Modernism at Oxford, even that which passes for Brutalism, adopted a mostly polite demeanor. A pair of new buildings at Wadham College picks up the thread but disavows the concrete fetish from which so many English modern architects have suffered. (Midcentury campus additions by Arup Associates and others shared a yearning for the gray stuff.) In place of concrete, the William Doo Undergraduate Centre and the Dr. Lee Shau Kee Building, also known as the Access Centre, arrange glass and anodized aluminum in a pleasingly scaled, unified composition. The two buildings, which were designed by London architecture firm AL_A, form the northwestern edge of the college’s roughly $25 million Back Quad development. They are joined in an L-shaped plan that centers on a welcoming entrance space visible from the opposite end of the quad through floor-to-ceiling windows.

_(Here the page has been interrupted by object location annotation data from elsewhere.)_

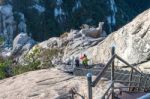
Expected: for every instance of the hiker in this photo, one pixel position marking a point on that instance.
(8, 71)
(77, 62)
(84, 60)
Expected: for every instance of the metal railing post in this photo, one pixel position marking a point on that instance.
(89, 79)
(112, 72)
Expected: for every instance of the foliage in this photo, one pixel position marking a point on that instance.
(45, 25)
(4, 64)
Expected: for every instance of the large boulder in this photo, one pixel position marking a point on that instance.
(132, 42)
(93, 32)
(49, 84)
(21, 45)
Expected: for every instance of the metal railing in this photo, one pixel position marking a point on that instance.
(111, 87)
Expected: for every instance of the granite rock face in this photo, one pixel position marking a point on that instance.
(21, 46)
(48, 84)
(131, 42)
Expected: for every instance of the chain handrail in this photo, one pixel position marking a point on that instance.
(97, 79)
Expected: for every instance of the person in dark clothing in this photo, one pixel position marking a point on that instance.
(77, 62)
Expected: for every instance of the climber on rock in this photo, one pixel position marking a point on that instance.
(84, 60)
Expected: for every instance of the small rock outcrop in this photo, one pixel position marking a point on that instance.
(21, 45)
(93, 32)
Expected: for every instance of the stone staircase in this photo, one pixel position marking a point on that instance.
(122, 76)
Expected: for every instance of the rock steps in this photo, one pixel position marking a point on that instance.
(120, 75)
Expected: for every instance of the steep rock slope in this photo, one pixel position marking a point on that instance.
(131, 41)
(48, 84)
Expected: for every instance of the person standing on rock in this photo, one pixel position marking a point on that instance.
(84, 60)
(77, 62)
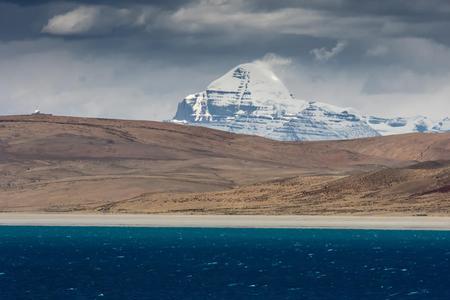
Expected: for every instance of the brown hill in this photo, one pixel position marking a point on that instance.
(51, 163)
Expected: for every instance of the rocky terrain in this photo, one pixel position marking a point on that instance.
(66, 164)
(251, 99)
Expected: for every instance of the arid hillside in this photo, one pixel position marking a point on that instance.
(65, 164)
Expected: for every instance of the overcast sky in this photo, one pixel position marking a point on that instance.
(138, 59)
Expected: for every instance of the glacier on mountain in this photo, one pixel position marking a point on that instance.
(251, 99)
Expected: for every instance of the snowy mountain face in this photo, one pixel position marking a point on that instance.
(251, 99)
(407, 125)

According to AL_A director Ho-Yin Ng, the design “maximizes natural daylighting and ventilation to provide visitors with a valuable first impression of the campus.” The interiors are intentionally minimalist, particularly the ground-floor seminar rooms of the Doo Undergraduate Centre, “to ensure the spaces feel light and airy at the same time,” Ng added. Neutral colors predominate—the architects even whitened the cross-laminated timber ceilings—with one exception: a startlingly red staircase that snakes through the triple-height entrance hall. Aside from the stairway, personality comes through in small bursts, as in the pastel-colored furnishings in the café, e-hub, and other social spaces.
The chilly sophistication of the undergrad wing is mitigated by warm wood surfaces in the Access Centre, whose top two floors are given over to student dormitories. This function is communicated on the facade, more opaque than that of its neighbor. The tall, narrow windows in the dorm rooms “are set back within the facade to create self-shading openings, again providing daylight and natural ventilation to create a space that feels both aspirational and comfortable,” explained Ng.
The buildings, which are finalists for the Prix Versailles, are respectful of their collegiate surroundings without being toadying. There are moments of citation—as when etched glass at the Access Centre mimics the variegated tones of limestone, the primary cladding material on campus—but the architects largely refrain from kitsch. That same restraint is missing from some of Oxford’s modernist oddities, especially Alison and Peter Smithson’s fanciful Garden Building (1970) at St. Hilda’s College. Instead, the new buildings’ clean lines, sumptuous materials, and open layout feel right at home.